Report on Popocatepetl (Mexico) — 23 March-29 March 2016

Smithsonian / US Geological Survey Weekly Volcanic Activity Report, 23 March-29 March 2016
Managing Editor: Sally Kuhn Sennert

Please cite this report as:

Global Volcanism Program, 2016. Report on Popocatepetl (Mexico). In: Sennert, S K (ed.), Weekly Volcanic Activity Report, 23 March-29 March 2016. Smithsonian Institution and US Geological Survey.

Volcano Profile |  Weekly Report (23 March-29 March 2016)


Popocatepetl

Mexico

19.023°N, 98.622°W; summit elev. 5393 m

All times are local (unless otherwise noted)

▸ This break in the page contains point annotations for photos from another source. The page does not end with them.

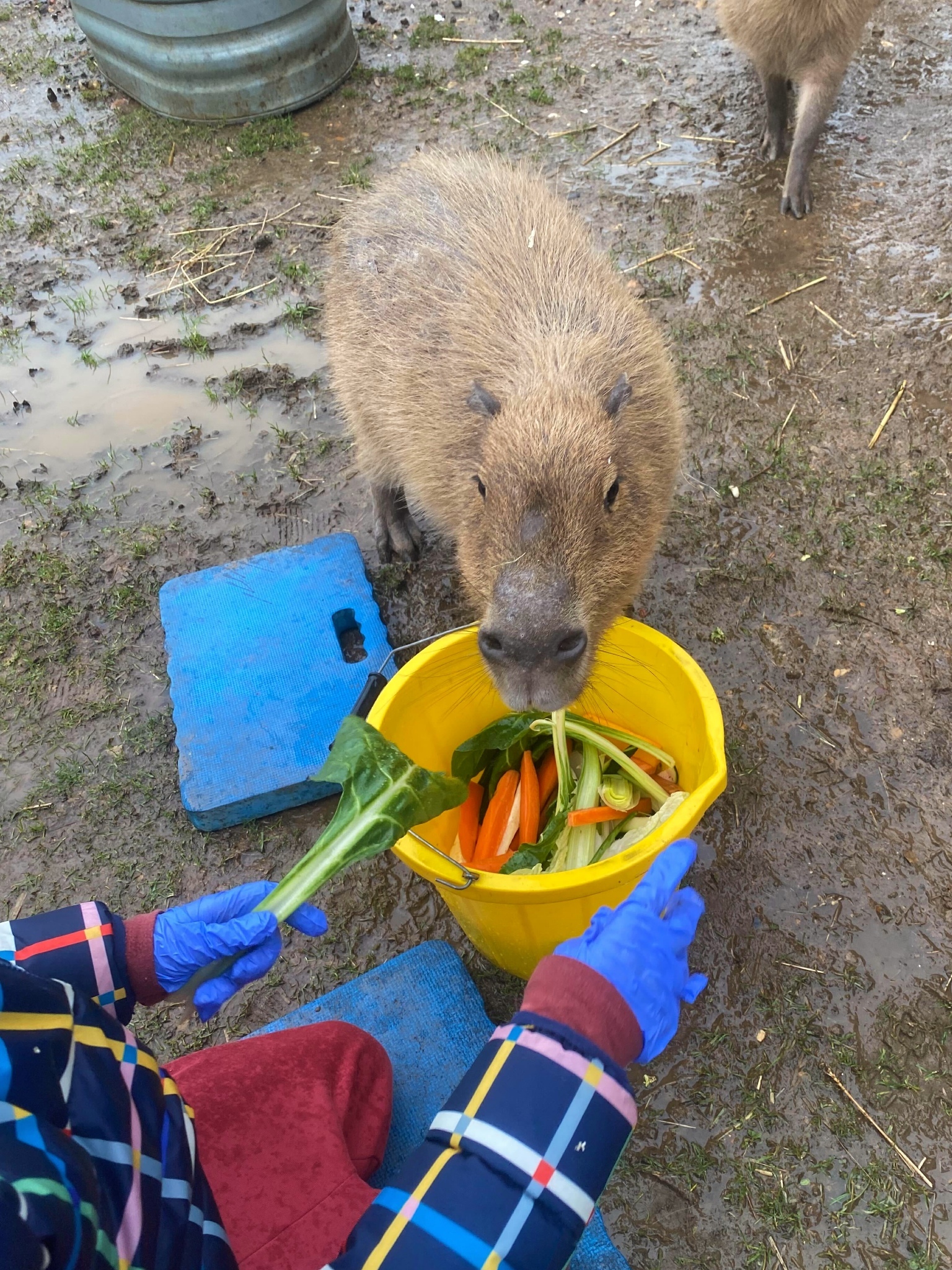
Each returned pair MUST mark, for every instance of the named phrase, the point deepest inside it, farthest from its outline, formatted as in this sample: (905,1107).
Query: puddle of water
(60,413)
(685,164)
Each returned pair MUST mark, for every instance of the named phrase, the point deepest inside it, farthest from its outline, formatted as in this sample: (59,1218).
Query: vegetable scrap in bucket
(549,793)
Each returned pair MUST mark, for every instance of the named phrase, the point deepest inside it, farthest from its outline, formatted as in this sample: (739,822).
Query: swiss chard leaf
(539,853)
(384,794)
(483,750)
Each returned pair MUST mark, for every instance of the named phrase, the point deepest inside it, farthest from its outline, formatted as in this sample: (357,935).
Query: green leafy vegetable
(480,752)
(384,794)
(539,853)
(579,732)
(626,737)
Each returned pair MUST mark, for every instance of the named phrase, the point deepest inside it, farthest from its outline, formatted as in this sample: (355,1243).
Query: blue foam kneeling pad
(258,677)
(426,1011)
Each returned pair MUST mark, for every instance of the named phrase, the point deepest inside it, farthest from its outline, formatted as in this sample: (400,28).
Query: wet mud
(805,571)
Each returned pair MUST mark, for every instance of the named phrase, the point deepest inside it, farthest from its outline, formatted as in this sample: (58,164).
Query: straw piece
(660,255)
(508,115)
(785,294)
(615,141)
(780,435)
(832,319)
(720,141)
(777,1253)
(570,133)
(881,1132)
(889,414)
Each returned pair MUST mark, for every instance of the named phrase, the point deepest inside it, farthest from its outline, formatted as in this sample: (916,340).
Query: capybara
(500,380)
(810,43)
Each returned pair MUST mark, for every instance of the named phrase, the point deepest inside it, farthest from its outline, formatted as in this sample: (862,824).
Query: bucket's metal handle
(454,886)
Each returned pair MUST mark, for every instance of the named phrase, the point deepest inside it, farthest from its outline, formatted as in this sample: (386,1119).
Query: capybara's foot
(397,533)
(798,198)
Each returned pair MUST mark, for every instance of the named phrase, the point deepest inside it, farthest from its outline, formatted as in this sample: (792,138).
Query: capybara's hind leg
(774,141)
(397,533)
(818,94)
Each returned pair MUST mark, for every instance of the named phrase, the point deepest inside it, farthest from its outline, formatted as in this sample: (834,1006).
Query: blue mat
(266,658)
(407,1003)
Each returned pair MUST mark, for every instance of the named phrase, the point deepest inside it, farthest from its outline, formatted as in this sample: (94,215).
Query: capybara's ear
(483,402)
(619,397)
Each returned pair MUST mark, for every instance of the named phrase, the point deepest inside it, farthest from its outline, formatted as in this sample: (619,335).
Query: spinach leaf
(539,853)
(384,794)
(480,752)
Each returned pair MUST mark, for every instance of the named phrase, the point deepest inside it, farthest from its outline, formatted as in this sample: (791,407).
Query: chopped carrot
(668,786)
(496,818)
(495,863)
(596,815)
(646,762)
(528,801)
(470,821)
(547,779)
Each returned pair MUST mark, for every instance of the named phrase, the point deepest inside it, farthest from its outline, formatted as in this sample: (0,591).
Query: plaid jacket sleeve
(512,1166)
(83,945)
(98,1161)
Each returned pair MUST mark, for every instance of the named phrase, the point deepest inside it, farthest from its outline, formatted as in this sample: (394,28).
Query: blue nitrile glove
(195,935)
(641,946)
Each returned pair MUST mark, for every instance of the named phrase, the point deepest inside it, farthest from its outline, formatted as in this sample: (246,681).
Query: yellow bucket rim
(545,888)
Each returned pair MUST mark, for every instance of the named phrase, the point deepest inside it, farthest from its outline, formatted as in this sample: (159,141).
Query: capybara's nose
(571,646)
(564,647)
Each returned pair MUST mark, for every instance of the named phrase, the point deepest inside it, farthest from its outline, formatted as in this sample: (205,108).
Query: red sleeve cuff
(140,961)
(571,993)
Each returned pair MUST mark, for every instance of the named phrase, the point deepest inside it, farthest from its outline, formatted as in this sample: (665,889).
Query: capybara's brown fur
(496,373)
(810,43)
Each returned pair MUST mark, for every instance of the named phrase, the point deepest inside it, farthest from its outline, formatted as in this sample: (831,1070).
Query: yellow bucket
(640,680)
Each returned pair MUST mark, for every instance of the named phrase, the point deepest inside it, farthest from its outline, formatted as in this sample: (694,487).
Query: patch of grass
(151,734)
(356,175)
(296,271)
(408,78)
(41,224)
(203,210)
(298,314)
(427,32)
(148,255)
(11,343)
(68,776)
(263,135)
(82,304)
(471,61)
(193,340)
(20,168)
(136,213)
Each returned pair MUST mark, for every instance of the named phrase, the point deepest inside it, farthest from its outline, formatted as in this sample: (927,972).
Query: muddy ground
(150,427)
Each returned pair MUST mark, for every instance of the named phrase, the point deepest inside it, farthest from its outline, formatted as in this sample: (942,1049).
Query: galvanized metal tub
(221,60)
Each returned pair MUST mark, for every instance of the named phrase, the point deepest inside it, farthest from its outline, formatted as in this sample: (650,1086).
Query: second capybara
(805,42)
(501,383)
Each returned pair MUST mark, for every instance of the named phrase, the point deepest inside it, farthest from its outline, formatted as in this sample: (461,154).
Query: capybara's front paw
(397,533)
(796,198)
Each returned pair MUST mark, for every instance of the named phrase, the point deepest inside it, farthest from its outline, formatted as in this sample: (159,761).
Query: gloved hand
(195,935)
(641,946)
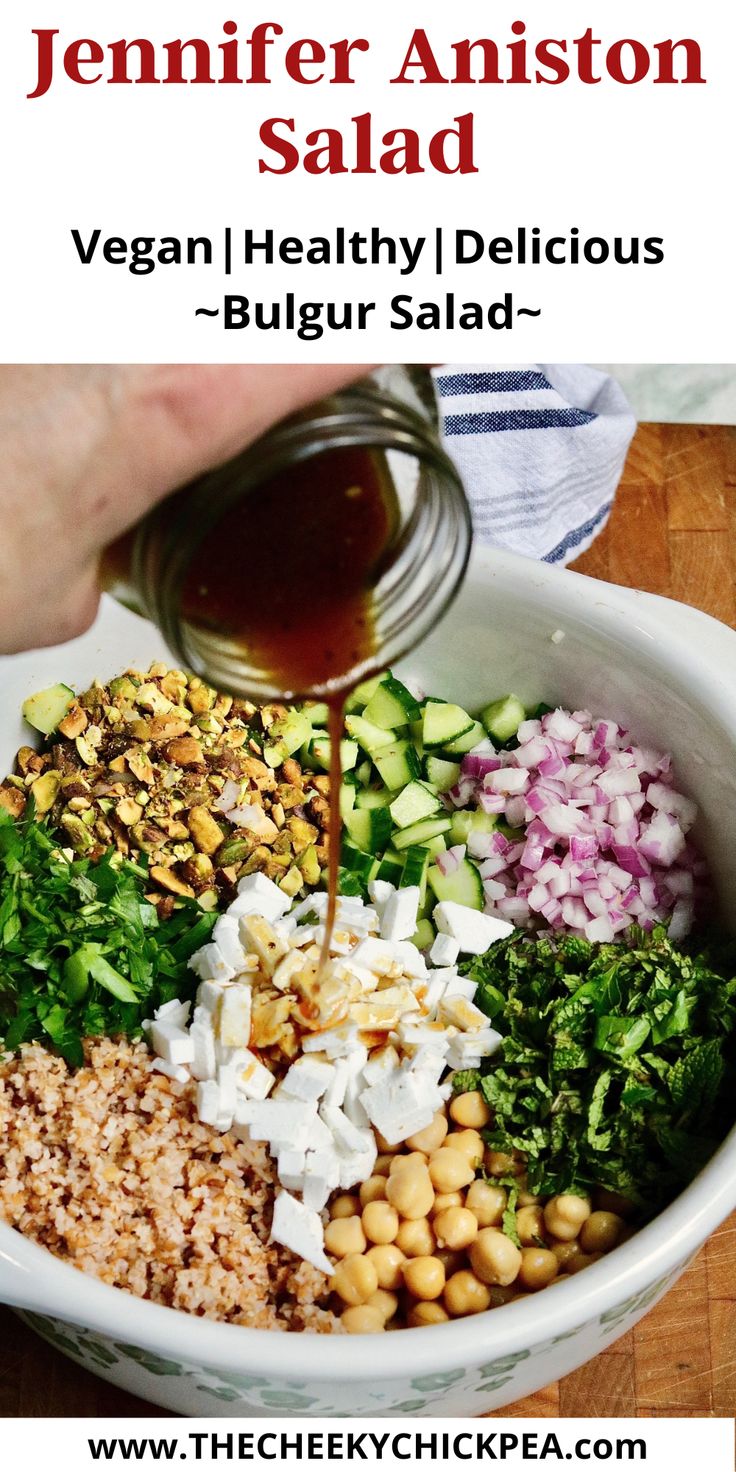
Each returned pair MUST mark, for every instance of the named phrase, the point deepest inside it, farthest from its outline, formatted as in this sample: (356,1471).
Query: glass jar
(392,418)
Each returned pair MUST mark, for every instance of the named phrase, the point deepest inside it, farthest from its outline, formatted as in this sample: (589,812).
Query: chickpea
(399,1162)
(455,1228)
(415,1238)
(582,1260)
(530,1225)
(487,1203)
(465,1294)
(445,1200)
(565,1251)
(564,1216)
(430,1137)
(501,1296)
(362,1319)
(493,1257)
(383,1165)
(383,1144)
(498,1163)
(424,1276)
(470,1110)
(449,1169)
(386,1303)
(538,1269)
(380,1222)
(426,1312)
(355,1279)
(373,1190)
(613,1201)
(345,1235)
(411,1191)
(468,1143)
(601,1232)
(452,1262)
(387,1260)
(345,1206)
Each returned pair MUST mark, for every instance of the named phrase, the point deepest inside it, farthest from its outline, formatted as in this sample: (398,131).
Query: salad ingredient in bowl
(443,1116)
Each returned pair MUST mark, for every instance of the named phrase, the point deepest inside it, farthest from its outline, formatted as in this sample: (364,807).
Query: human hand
(89,449)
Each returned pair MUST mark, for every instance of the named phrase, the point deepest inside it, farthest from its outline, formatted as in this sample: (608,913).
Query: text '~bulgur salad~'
(512,1048)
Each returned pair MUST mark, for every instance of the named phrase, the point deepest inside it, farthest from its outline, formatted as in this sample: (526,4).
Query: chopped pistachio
(170,880)
(128,811)
(206,833)
(74,722)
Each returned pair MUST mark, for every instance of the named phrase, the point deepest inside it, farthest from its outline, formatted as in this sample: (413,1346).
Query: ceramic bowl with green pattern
(667,673)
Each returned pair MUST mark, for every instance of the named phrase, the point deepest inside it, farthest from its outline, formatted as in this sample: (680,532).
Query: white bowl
(669,673)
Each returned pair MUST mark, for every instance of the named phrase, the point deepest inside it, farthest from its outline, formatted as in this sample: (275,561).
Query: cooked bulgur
(111,1169)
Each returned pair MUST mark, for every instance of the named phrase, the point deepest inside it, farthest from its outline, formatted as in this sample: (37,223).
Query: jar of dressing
(321,554)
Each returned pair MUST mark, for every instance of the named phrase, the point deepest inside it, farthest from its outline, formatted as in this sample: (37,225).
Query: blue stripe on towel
(507,381)
(577,536)
(492,423)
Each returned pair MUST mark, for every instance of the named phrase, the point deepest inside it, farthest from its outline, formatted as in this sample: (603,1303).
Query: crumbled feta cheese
(473,931)
(259,895)
(172,1044)
(174,1012)
(211,964)
(399,914)
(227,941)
(296,1226)
(252,1076)
(445,950)
(171,1070)
(234,1016)
(306,1079)
(202,1037)
(380,892)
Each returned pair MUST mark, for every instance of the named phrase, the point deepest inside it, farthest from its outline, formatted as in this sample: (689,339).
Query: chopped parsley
(81,950)
(617,1064)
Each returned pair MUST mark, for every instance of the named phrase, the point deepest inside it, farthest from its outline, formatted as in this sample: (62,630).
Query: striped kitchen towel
(540,449)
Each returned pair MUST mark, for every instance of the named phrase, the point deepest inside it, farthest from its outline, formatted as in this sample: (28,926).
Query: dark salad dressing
(287,573)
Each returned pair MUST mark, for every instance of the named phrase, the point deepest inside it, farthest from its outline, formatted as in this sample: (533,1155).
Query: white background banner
(570,162)
(580,1444)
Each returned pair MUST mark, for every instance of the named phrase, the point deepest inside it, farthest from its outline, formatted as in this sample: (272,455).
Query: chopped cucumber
(398,764)
(287,736)
(415,866)
(465,823)
(424,935)
(420,832)
(362,694)
(502,719)
(346,798)
(443,723)
(390,869)
(356,861)
(443,775)
(349,883)
(464,885)
(370,829)
(392,705)
(417,801)
(370,798)
(370,736)
(465,742)
(318,713)
(46,708)
(318,749)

CENAPRED reported that during 22-29 March the seismic network at Popocatépetl recorded 6-60 daily emissions that sometimes contained ash; 127 were detected on 28 March. Crater incandescence was observed on most nights. At 1052 on 24 March an ash plume rose 1.6 km above the crater and drifted NE. At 0026 the next morning a low-intensity explosion generated an ash plume that rose 500 m and drifted NE. Incandescent tephra was ejected as far as 400 m onto the N flank. Explosions during 27-29 March generated plumes that rose as high as 1.5 km. The Alert Level remained at Yellow, Phase Two.

Geologic Background. Volcán Popocatépetl, whose name is the Aztec word for smoking mountain, rises 70 km SE of Mexico City to form North America's 2nd-highest volcano. The glacier-clad stratovolcano contains a steep-walled, 400 x 600 m wide crater. The generally symmetrical volcano is modified by the sharp-peaked Ventorrillo on the NW, a remnant of an earlier volcano. At least three previous major cones were destroyed by gravitational failure during the Pleistocene, producing massive debris-avalanche deposits covering broad areas to the south. The modern volcano was constructed south of the late-Pleistocene to Holocene El Fraile cone. Three major Plinian eruptions, the most recent of which took place about 800 CE, have occurred since the mid-Holocene, accompanied by pyroclastic flows and voluminous lahars that swept basins below the volcano. Frequent historical eruptions, first recorded in Aztec codices, have occurred since Pre-Columbian time.